Two Rescues
Dreamed 1836 and c.1860-65 by Hervey de Saint-Denys
INTRODUCTION
Saint-Denys pioneered the study of lucid dreams, but he explored many other types. One he calls "the strangest of all, which several authors have mentioned as having been experienced by some people, while declaring that they found it really very difficult to explain. I refer to those dreams where one dreams, if one is a man, that one has become a woman, and conversely, if one is a woman, that one belongs to the male sex."
In decades of dreamwork, Saint-Denys recorded only two gender-bent dreams.
TAILOR'S APPRENTICE
I dreamt that I saw a young apprentice girl with her hair spread out and horribly mistreated by a tailor, her boss (I had read in the newspapers, the day before or the day before, a judgement revealing facts of this nature which had outraged me very much). The girl had a sledgehammer in her hand. I was irritated that she let herself be hit without defending herself; I could not come to her aid, I don't know why, and I shouted in vain for her to hit back. Suddenly I found myself as the apprentice; I struck angrily with the mallet at the forehead of the hateful man who was torturing me. I look at him bloodied and lying down. Then I feared that I would be arrested; I gathered up my hair, tied it behind my head, ran away and took care to hang my dress on the wooden hairpins on which the twisted hemp was stretched.

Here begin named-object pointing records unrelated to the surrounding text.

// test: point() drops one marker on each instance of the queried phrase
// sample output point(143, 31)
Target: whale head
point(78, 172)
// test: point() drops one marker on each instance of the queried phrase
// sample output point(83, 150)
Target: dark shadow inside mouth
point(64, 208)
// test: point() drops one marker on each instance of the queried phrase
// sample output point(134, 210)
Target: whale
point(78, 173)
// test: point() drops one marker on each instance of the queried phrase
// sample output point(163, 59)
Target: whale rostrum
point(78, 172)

I was fourteen years old when I had this dream.
DAMSEL ON THE PYRE
In the second observation, of much more recent date, it is again a very painful situation that I assimilate.

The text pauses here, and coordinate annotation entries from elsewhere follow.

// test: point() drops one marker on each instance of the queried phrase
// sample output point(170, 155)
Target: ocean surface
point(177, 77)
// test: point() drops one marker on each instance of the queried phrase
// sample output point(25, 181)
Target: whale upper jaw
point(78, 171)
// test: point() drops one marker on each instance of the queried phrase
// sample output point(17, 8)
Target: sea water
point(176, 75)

I was among savages, Indians or natives, I don't know. On a pyre was tied a half-naked young woman, whose beauty further stimulated the deep feeling of pity that penetrated me. Tongues of flame were already touching her slender legs. This sight distressed me. I imagined all the anguish and tumultuous thoughts this wretched woman must have had.
The same phenomenon was repeated as before; the same transposition, unconscious in its realisation, but well characterised in its result. I believe in good faith that this woman was exposed to the torment of fire. I have personally experienced all the emotions I thought she would experience. Then, by one of those reversals of ideas so frequent in dreams, and which prove, by the way, how acute the attention in them may be, as it comes to paralyse all reflection, I was in the process of forgetting my terrible situation in the admiring contemplation of my own forms, when the feeling of truth dawned upon me, and the consciousness of such a mad delusion awoke me.

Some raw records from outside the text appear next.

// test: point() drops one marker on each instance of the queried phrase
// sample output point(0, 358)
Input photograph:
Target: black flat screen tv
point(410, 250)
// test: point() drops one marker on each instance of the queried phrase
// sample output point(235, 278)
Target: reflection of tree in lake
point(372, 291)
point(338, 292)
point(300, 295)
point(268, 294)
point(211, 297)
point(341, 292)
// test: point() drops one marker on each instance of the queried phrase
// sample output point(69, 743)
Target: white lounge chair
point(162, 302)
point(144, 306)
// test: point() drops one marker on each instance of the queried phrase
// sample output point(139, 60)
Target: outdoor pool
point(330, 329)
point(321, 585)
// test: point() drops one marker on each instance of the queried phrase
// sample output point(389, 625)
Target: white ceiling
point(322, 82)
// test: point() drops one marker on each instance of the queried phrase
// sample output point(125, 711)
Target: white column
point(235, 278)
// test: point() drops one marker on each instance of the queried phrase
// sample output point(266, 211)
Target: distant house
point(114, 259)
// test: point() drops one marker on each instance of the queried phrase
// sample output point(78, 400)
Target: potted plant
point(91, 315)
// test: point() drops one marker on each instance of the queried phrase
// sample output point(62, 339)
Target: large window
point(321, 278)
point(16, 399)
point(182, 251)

Source: Dreams and how to direct them, 2022, pp 184-185; Daniel Bernardo's translation of Les reves et les moyens de les diriger by Hervey de Saint-Denys, 1867. Untitled in original.
EDITOR'S NOTES
What a change from teen to so-called adult! The first dream's clear and active; his urge to help is effective. His identification is close and sharp-eyed--that dress is hemp (cheap and scratchy) yet she hangs it with care; this rag's all she has. But the second dream's language is stilted; I think he means "When I became her, I got so distracted by my own sexiness I forgot my little problem of getting burned alive." His urge to help backfires! Sex distracts him from effective action--even from clear narration. Struggle dwindles to... ogle.
I won't preach the gospel of Wordsworth, Lewis Carroll or Peter Pan here, but sometimes the child is better than the man. At least a 19th Century European man.
FINAL NOTE: these are early, but not the first gender-bent dreams on record. Sixteen centuries earlier, Saint Perpetua, about to be martyred, had her Last Dream.